Lebih lanjut, Kepala Laboratorium Teknologi Farmasi Unsoed itu mengakui kelangkaan antibiotik tidak hanya terjadi di Indonesia, tetapi seluruh dunia.

Bahkan, saat menempuh studi di Belanda sekitar tahun 2016-2019, dia sempat mengikuti konferensi tentang resistansi antibiotik.

"Saya juga kaget, kok bisa, karena Belanda kan negara maju, tetapi terjadi resistansi antibiotik," katanya.

Menurut dia, resistansi itu terjadi karena penggunaan antibiotik untuk hewan piaraan atau ternak sering kali dilakukan dengan seenaknya, padahal penggunaan antibiotik pada manusia saat sekarang sebenarnya sudah cukup ketat.

"Jadi, resistansi bisa jadi dari situ juga, dari penggunaan antibiotik untuk hewan yang sering kali tanpa disadari dilakukan dengan seenaknya," kata Dhadhang.

Dia mengatakan terjadinya kelangkaan atau resistansi antibiotik disebabkan oleh penggunaannya yang kurang tepat dan kurang terkontrol.
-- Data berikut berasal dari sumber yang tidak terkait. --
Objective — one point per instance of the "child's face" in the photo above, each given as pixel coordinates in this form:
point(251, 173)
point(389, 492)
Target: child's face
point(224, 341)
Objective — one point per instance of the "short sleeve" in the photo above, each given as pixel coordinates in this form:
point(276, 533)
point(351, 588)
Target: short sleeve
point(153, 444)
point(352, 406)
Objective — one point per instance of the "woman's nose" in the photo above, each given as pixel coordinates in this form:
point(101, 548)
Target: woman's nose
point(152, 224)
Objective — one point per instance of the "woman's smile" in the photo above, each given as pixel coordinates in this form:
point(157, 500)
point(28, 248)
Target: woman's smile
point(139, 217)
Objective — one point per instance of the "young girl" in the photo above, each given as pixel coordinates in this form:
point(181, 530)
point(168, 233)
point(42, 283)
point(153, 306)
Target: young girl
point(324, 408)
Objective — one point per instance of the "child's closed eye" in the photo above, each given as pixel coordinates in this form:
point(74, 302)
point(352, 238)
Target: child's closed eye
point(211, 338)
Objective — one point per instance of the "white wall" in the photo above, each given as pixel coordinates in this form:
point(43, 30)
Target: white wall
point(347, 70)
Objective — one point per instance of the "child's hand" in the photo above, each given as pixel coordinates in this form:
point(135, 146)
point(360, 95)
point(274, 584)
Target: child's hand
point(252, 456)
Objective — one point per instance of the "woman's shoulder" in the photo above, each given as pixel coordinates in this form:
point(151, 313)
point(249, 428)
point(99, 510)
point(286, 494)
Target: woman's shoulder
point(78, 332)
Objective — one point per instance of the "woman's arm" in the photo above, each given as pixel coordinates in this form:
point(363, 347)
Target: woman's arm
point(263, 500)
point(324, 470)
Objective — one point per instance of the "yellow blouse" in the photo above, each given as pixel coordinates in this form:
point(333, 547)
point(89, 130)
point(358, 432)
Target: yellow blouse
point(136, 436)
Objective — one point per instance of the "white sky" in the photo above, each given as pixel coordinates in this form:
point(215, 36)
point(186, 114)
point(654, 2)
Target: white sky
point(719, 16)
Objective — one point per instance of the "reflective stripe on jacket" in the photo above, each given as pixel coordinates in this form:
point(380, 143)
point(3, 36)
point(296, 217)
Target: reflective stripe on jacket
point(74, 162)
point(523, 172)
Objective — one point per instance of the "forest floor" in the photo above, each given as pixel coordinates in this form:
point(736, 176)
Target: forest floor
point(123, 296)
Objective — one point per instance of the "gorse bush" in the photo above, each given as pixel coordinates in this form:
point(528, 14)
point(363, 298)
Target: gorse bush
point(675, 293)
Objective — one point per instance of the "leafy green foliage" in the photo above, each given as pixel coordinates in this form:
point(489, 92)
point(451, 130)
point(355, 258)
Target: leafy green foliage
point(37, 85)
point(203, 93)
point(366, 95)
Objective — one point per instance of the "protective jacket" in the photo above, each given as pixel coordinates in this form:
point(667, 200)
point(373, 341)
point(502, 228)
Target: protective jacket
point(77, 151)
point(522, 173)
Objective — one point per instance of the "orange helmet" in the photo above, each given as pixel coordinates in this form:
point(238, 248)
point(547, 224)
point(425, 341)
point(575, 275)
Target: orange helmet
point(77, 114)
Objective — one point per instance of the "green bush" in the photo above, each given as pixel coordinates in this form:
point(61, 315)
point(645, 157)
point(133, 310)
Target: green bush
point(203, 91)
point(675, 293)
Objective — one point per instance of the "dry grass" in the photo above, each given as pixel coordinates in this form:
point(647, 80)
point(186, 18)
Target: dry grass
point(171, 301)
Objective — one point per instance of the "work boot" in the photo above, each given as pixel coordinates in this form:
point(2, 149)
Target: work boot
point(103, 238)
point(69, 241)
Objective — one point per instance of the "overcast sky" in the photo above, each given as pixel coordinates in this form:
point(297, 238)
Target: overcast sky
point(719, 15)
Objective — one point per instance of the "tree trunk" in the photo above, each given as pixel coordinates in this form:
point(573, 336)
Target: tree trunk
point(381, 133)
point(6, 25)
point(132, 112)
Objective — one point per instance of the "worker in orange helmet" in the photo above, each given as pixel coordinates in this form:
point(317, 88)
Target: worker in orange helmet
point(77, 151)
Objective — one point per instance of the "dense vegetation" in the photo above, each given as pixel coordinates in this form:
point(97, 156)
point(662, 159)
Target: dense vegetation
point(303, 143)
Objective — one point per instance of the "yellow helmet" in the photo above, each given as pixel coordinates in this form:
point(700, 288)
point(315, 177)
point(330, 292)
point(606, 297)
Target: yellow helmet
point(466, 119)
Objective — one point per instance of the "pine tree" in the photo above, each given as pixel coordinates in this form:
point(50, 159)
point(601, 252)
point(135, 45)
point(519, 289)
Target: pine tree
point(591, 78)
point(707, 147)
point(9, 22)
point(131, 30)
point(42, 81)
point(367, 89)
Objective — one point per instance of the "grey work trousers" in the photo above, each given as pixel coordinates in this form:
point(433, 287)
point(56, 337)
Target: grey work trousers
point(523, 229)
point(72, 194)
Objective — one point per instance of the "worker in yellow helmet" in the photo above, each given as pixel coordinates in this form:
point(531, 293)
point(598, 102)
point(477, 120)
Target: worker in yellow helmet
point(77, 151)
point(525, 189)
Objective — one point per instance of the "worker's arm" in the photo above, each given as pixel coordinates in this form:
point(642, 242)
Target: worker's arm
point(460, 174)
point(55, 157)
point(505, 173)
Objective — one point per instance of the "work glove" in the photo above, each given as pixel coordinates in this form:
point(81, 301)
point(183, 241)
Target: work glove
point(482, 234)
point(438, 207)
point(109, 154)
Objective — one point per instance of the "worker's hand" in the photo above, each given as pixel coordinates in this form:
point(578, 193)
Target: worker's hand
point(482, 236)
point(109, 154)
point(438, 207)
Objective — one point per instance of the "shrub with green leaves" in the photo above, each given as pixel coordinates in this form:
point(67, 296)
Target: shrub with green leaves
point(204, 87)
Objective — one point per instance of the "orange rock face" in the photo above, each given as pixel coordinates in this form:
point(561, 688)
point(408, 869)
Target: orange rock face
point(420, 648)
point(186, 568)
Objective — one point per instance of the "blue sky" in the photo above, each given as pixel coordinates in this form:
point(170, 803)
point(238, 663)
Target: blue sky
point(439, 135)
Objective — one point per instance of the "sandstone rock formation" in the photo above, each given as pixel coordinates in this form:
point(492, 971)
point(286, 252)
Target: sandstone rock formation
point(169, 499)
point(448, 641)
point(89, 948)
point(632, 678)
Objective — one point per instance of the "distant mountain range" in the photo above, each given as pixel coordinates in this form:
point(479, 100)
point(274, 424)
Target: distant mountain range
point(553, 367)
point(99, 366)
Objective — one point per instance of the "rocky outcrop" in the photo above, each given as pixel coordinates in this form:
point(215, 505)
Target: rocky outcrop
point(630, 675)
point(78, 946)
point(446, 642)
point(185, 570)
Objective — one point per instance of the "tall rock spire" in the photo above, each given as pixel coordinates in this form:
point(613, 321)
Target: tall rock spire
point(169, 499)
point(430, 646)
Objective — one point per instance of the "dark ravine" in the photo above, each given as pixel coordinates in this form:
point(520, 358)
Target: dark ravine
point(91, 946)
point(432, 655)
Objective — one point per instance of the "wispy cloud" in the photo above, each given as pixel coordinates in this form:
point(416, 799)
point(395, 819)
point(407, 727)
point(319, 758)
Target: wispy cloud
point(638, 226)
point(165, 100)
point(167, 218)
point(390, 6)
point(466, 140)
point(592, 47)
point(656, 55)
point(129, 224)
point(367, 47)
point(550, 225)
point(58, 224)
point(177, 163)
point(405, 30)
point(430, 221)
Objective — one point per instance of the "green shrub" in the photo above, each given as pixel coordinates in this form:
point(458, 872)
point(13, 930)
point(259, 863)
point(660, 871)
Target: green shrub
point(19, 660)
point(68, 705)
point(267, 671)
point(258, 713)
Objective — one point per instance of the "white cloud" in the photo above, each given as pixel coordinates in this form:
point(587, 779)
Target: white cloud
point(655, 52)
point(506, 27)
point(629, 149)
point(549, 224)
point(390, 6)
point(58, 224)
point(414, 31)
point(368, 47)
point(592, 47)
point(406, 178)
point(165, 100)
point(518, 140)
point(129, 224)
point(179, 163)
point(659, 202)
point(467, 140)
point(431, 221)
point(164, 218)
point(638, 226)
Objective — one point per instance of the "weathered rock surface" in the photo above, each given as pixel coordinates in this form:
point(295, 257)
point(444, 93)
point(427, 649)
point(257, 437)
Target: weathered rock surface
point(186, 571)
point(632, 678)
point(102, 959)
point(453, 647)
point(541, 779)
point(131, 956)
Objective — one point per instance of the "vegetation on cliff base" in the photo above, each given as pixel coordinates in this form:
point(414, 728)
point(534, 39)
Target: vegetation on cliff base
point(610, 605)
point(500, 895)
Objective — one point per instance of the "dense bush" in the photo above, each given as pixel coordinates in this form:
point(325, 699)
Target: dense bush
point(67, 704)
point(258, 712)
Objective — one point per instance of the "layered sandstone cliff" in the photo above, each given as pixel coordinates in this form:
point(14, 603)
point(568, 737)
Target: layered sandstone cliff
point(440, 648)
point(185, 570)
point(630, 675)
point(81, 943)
Di sisi lain, kata dia, riset untuk mengembangkan antibiotik baru juga butuh waktu yang panjang dan investasi yang tidak sedikit.

Kendati demikian, lanjut dia, industri farmasi sebenarnya tidak ada masalah dalam memproduksi antibiotik, karena permasalahannya pada risetnya.

"Selama permintaannya masih ada, saya yakin industri farmasi di Indonesia pasti akan memproduksi antibiotik," katanya.

Ia menduga resistansi antibiotik di Indonesia terjadi karena saat sekarang ada dua jenis obat, yakni obat generik dan obat paten yang selisih harganya cukup tinggi.

Baca juga: Dokter ingatkan bahaya resistensi terhadap antibiotik

Baca juga: Dokter mikrobiologi bagikan kiat konsumsi antibiotik secara bijak


Dalam hal ini, kata dia, industri farmasi diduga enggan memproduksi antibiotik yang generik karena margin keuntungannya sangat tipis atau hanya untuk menutup biaya produksi.

"Sementara ketika mereka mau membuat obat paten, masyarakat cenderung menyukai yang lebih murah. Itu menurut saya, karena industri farmasi kan bicaranya bisnis," kata Dhadang.